Au coucher, nous prenons bien soin de coincer les bords de la moustiquaire sous le matelas pour empêcher toute intrusion. Cela nous impose de prendre dans le lit la bouteille d’eau, le réveil, mes lunettes et mon Kindle, si nous ne voulons pas passer notre temps à dégager la moustiquaire chaque fois que nous avons besoin (ou fini) de ces articles de survie. J’oubliais la lampe de poche, pour pouvoir lire au lit et éteindre sans avoir à nous lever et risquer de créer une brèche dans la forteresse.

Nous nous livrons à une gymnastique digne des Jeux olympiques quand il s’agit de nous glisser hors du lit pour un malheureux pipi nocturne, puis nous recolmatons soigneusement tous les interstices qui auraient pu se créer entre la fameuse moustiquaire et le lit.

Malgré tout, chaque matin, nous nous réveillons avec, à l’INTÉRIEUR de la £{@£∞%&!! de  moustiquaire, un bataillon de maringouins gorgés de NOTRE sang (beurk). En général, nous découvrons une faille dans notre système de défense. Un pied intempestif aura déplacé la £{@£∞%&!! de  moustiquaire, ou alors, dans les brumes du demi-sommeil, nous aurons insuffisamment cuirassé notre lit après une expédition aux toilettes.

Si nous attrapons la malaria, je tiens à dire à tous que c’est pas notre faute.

Un envoûtement vaudou, j’en suis sûre.

Zemidjan

Les zemidjan, ce sont les motos-taxis de Cotonou. Ils sont des milliers à sillonner les rues de la ville du matin au soir, dans la poussière, le bruit et l’oxyde de carbone. On les reconnaît à leur chemise jaune réglementaire, dans le dos de laquelle sont imprimés en bleu indigo un numéro de permis et le logo de la mairie. Parfois, la chemise est si usée qu’on ne distingue plus qu’un fantôme d’inscription. Elle a été rapiécée, reprisée, ravaudée de toutes les façons possibles.

Postés en petits groupes au coin d’une rue, lunettes de soleil sur le nez, coiffés d’une casquette (très peu portent un casque), les zem vous interpellent pour vous offrir leurs services, ou alors vous les hélez au besoin. Vous négociez le prix, qui varie selon la distance, la bonne volonté du conducteur et… la couleur de votre peau (c’est toujours plus cher pour un yovo) : la même course peut coûter de 200 à 800 francs. Mais bon, comment leur en vouloir? L’un d’eux m’a dit aujourd’hui que, dans une bonne journée, il peut faire 4000 francs CFA, soit 8$.

Vous vous êtes donc entendus sur le prix. Vous grimpez sur la machine, et vroum! Vous voilà à zigzaguer entre les nids-de-poule (et parfois les poules elles-mêmes), les chèvres, les enfants, les mares laissées par la dernière pluie, les voitures et, évidemment, les autres motos, zemidjan ou non. La motocylette est le moyen de transport universel, ici.

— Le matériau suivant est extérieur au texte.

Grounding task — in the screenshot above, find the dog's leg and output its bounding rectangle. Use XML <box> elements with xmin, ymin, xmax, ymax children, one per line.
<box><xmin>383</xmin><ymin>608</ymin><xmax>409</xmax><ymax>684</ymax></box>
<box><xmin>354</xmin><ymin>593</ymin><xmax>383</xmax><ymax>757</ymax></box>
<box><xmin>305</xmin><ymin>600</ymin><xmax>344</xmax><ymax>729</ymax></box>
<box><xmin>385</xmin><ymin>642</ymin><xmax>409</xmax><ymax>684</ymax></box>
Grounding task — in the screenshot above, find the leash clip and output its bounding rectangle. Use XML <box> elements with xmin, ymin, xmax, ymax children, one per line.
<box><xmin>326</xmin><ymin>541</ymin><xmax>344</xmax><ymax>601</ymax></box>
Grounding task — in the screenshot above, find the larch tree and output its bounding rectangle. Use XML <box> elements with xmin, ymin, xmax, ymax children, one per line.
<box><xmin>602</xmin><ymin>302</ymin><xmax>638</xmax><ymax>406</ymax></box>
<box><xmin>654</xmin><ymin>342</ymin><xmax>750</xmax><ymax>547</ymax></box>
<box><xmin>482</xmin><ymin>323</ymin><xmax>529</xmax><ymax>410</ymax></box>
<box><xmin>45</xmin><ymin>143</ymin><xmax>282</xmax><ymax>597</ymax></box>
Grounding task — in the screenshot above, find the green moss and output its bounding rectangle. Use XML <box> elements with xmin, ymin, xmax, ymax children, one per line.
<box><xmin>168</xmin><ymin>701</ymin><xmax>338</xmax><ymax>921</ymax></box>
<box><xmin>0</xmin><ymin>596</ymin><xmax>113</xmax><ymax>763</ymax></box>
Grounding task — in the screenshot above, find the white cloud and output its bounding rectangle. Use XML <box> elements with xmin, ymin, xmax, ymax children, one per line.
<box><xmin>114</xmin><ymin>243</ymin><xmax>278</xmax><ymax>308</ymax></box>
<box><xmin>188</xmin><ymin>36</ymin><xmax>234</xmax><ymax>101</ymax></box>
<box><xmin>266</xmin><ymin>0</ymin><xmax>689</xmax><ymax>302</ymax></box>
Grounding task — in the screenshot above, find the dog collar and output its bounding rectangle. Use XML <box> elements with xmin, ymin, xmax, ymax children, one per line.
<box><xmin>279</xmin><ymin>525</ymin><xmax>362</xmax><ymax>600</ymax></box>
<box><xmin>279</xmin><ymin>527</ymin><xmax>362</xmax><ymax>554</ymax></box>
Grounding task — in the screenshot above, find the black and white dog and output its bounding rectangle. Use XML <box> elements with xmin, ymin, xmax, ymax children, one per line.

Évidemment, outre tout ce qui peut (et ne peut pas) se transporter à moto, on voit aussi le tableau familial typique : papa aux commandes, un enfant assis devant lui, maman derrière, un autre enfant à califourchon contre elle. Ici, en Afrique, s’ajoute le bébé arrimé dans le dos de la mère. Cela me fait frissonner chaque fois.

Aux carrefours, motos, voitures et piétons s’entrecroisent sans heurts apparents, selon un code tacite que seul un Cotonois peut décrypter. D’après ce que j’ai compris, le contact visuel est la clé de tout.

Pour ma part, j’ai cessé de m’en faire pendant mon séjour en Haïti (merci Grégory!). Sur la route, j’essaie de reconstituer mentalement la géographie de la ville dans l’espoir de pouvoir un jour m’y retrouver. J’admire l’élégance des femmes, la beauté de leur costume, leur port impérial; je m’amuse des raisons sociales («Coiffure Belle Face», Moments de femme, prêt-à-porter»), je m’émerveille de tous ces petits métiers, ces petits commerces pratiqués en pleine rue avec trois fois rien.

En principe, dès cette semaine, j’aurai mon zemidjan à moi, grâce aux bons soins d’un jeune ami béninois. Il viendra me chercher matin et soir et je le paierai à la fin de la semaine selon le tarif convenu. Vous devriez me voir avec mon casque rose, j’ai l’air d’un hybride entre une gomme balloune et la Fourmi atomique.